Thank you, Ed, and good morning, everybody. And I'm thankful that so many us could break away from the royal wedding and attend the call this morning. It's all that's on TV and everybody's talking about, but I think we've got some good things to say.
The year started off pretty good for Lear, and we've had an outstanding first quarter. Obviously, with the events in the Middle East and the tragic events in Japan, there's great concern. But let's focus on what we've accomplished. Earnings have improved. Operating performance has improved as well. We've got strong sales growth in both of our product segments.
Seating has achieved target margins for the fourth consecutive quarter, and Electrical Power Management continues to improve its margins.
We generated positive cash flow in the quarter, strengthened our credit metrics and we ended the quarter with $1.7 billion in cash. As you're aware, we initiated cash dividend in the first quarter, authorized $400 million in share repurchase and completed 2-for-1 stock split. We continue to win new business and our backlog is growing in the areas we targeted, and it's well balanced by our customers and by our products.
If you move to Slide 4, we'll talk briefly about Japan. So far, Lear has experienced limited direct impact. We don't have any production currently in Japan, and our sales to Japan are about 1.6 of Lear's total -- 1.6%, that is. We didn't have any major damage to any of our facilities. They were all technical, but we did have -- we had no employees that were injured. We do expect some impacts in shortages resulting from the problems in Japan. It will probably happen in the second quarter, with the bulk that will happen in the second quarter. But IHS believes that it should end by mid third quarter, and we believe we can make it up by the end of the year. So overall, we feel pretty comfortable.

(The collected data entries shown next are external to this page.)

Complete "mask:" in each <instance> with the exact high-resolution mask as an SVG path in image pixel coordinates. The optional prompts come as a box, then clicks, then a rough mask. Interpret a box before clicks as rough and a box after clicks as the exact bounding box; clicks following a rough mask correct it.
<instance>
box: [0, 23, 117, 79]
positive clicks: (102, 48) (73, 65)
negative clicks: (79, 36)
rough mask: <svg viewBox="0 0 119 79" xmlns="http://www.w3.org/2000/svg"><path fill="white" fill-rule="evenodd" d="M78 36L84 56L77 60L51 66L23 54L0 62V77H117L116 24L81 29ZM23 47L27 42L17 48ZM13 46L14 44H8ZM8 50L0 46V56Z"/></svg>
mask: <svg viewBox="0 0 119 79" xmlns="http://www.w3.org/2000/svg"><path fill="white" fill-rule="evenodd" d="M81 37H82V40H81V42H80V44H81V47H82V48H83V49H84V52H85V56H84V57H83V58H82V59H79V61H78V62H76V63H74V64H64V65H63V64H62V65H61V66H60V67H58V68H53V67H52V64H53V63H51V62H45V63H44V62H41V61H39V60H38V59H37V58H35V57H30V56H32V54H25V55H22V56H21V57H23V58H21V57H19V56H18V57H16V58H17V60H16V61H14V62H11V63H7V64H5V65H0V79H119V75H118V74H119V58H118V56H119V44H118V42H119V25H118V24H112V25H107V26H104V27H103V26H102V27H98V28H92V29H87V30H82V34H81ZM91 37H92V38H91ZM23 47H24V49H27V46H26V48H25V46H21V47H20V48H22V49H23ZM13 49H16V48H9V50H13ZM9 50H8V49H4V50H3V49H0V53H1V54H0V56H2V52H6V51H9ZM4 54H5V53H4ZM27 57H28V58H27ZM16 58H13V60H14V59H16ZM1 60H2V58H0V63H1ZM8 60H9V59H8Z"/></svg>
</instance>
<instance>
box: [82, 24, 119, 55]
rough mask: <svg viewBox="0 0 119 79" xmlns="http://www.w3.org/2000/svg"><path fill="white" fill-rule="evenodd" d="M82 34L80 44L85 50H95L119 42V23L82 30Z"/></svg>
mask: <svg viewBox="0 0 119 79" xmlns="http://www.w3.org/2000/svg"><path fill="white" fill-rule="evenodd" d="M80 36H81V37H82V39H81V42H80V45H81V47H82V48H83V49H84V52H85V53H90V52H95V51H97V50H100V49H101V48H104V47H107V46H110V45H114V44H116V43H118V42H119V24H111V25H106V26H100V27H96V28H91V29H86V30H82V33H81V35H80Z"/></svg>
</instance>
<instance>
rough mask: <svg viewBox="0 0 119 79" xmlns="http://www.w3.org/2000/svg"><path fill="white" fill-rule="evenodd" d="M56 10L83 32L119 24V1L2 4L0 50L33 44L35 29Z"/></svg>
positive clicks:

If you move to Slide 5. You can see the balance in our products from 2005 to 2010 as we've moved into the emerging markets. Growth in Compact business, so now we have a better balance between Mid Size, SUV and Crossover and Compact. And we're still well-positioned in the other products.
So I'd like to turn it over now to Matt.
Great. Thanks, Bob. Please turn to Slide #7. This slide provides financial highlights for the first quarter. Global industry production was up 5%, reflecting growth in most of the world's major markets, partially offset by a 32% decline in Japan where production was disrupted following the earthquake and tsunami. Lear sales were up 20% to $3.5 billion and core operating earnings were $205 million, up 48% from a year ago. This represents the seventh consecutive quarter of year-over-year earnings improvement. The increase in profitability from a year ago reflects improved industry production, new business and the benefit of cost saving, partially offset by customer pricing and higher costs for product development, launches and commodities.
We generated $84 million of free cash flow during the first quarter. Our reported earnings per share was $1.44, up 136% from a year ago. The impact of the disaster in Japan on our financial results was modest in the first quarter. In the next few slides, I'll cover our first quarter results and our outlook in more detail.